RUDOLPH (WAOW)- Chronic Wasting Disease has been a concern for many across Wisconsin as state agencies take numerous approaches to try to stop the spread of the deadly disease.

A family that News 9 spoke with is worried that the measures being taken will destroy their deer farm.

“It’s my world, I grew up doing this so it’s definitely a passion,” said Corey Siegler from Autumn Red Deer Farm.

Corey has been working on his family’s deer farm in Rudolph for more than 20 years.

The rise of CWD makes him and his family nervous, which even led them to decrease their herd over the years.

“For deer farmers it’s the uncertainty of what would happen to us,” said Kim Siegler.

In the past there have been cases of the Department of Natural Resources killing a deer herd on a farm when one tests positive for the disease.

“There are cases of false positives, also we don’t really know when a legislative is going to come and put us out of business,” Corey said.

News 9 spoke with Scott Hygnstrom a wild life expert at UWSP, he said he believes the state’s approach to combat the disease is the right measure.

“So if they are testing herds and if they find it positive they depopulate and I think that’s quite appropriate because that is a potential source of the disease to be spread all around the country,” said Hygnstrom.

However, farmers are worried about what they believe is a harsh approach.

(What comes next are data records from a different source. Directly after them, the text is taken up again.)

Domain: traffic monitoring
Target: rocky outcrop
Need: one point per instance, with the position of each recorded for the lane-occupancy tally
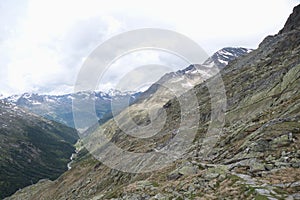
(254, 156)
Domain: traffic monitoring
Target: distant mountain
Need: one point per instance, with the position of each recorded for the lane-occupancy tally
(222, 57)
(183, 80)
(59, 107)
(31, 148)
(254, 154)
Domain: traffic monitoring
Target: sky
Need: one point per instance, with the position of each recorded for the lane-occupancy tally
(43, 44)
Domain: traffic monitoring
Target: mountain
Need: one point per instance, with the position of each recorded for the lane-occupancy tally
(31, 148)
(59, 107)
(247, 149)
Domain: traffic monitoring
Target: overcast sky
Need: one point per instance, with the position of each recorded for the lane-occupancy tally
(44, 43)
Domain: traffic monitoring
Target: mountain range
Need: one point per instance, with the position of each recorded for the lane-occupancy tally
(59, 107)
(228, 134)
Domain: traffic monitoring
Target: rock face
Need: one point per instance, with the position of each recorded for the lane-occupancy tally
(254, 156)
(31, 148)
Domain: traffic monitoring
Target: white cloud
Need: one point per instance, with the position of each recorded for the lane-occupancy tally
(43, 43)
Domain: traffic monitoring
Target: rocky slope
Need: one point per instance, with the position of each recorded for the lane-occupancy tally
(31, 148)
(252, 153)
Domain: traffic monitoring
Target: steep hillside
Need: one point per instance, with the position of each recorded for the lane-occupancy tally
(252, 153)
(31, 148)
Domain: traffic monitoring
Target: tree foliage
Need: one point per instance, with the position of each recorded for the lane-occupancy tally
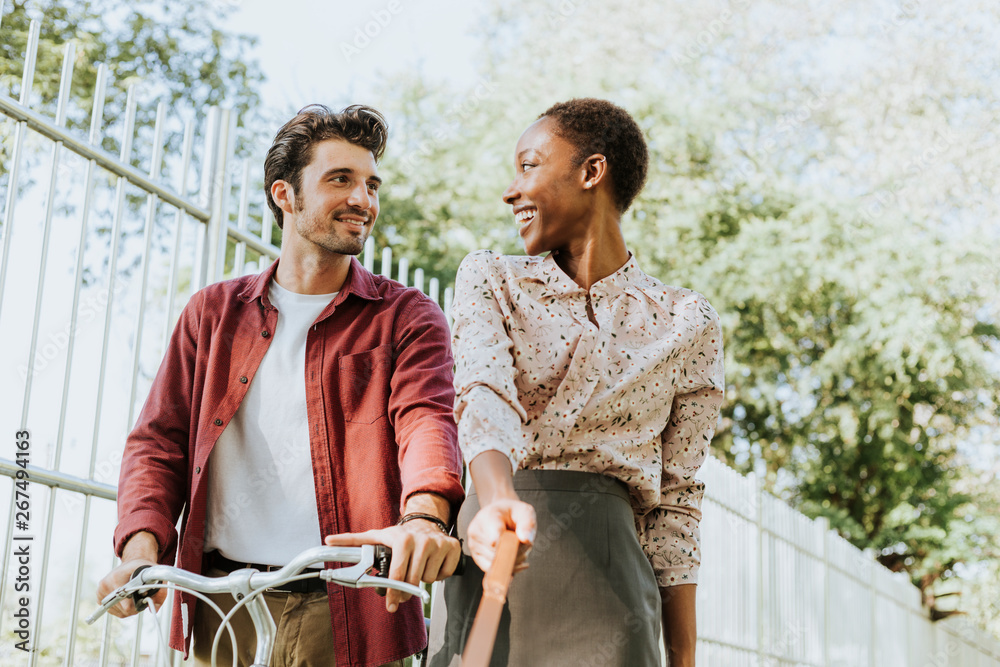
(827, 178)
(173, 52)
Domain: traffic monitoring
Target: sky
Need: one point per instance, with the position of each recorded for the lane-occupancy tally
(341, 48)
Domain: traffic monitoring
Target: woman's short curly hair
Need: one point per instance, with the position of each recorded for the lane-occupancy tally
(293, 145)
(598, 126)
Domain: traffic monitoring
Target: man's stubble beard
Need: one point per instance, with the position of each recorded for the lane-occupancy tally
(325, 234)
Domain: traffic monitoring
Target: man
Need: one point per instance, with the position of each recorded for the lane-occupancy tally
(312, 400)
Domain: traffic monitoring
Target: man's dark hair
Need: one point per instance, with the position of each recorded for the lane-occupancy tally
(598, 126)
(293, 145)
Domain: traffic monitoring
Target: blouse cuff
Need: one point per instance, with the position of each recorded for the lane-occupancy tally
(487, 422)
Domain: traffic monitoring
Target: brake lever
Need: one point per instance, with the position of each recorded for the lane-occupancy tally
(356, 576)
(117, 595)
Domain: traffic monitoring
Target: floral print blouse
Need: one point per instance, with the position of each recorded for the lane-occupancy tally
(636, 398)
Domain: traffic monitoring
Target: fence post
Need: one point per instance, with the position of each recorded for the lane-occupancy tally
(873, 589)
(214, 193)
(757, 479)
(824, 525)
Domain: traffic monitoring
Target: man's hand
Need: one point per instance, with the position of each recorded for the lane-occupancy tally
(420, 552)
(141, 549)
(490, 521)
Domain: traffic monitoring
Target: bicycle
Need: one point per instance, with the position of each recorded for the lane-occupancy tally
(247, 586)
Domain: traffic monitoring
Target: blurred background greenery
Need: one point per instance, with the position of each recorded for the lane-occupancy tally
(825, 173)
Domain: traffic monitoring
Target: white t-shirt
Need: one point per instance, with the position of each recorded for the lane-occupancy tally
(261, 495)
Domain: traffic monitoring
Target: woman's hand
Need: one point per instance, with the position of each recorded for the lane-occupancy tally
(490, 522)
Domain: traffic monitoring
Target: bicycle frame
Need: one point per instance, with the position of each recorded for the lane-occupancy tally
(247, 586)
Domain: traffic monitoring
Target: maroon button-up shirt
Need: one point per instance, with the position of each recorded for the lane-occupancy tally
(379, 396)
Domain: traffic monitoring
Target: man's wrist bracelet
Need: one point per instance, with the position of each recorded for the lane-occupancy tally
(426, 517)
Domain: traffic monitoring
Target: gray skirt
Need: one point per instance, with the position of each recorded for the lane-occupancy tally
(589, 596)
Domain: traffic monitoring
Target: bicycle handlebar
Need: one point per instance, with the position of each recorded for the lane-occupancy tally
(147, 578)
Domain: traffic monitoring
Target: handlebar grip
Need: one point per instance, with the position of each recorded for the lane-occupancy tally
(139, 599)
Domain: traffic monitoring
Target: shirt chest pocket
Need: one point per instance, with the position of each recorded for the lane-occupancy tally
(364, 384)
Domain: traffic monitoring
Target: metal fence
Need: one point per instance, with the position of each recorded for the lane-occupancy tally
(99, 256)
(779, 589)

“People seem to be scared of it and with enough research and working with deer farmers the state doesn’t have to make it such a scary thought,” said Kim Siegler.

The Siegler’s said they take preventative measures to make sure their herd is always healthy.

“We are breeding genetically resistant animals we are looking at different feed sources for animals that aren’t going to bring CWD prions onto our farms,” said Corey. “We are here as a solution rather than a issue.”

The Siegler’s deer farm breed red deer which they said is highly resistant to the disease.

However the thought of one of their deer testing falsely positive is what scares them the most.

The Sieglers said every time one of their deer die they make sure to test it for CWD, even then they said it racks up a hefty price of $80 per head.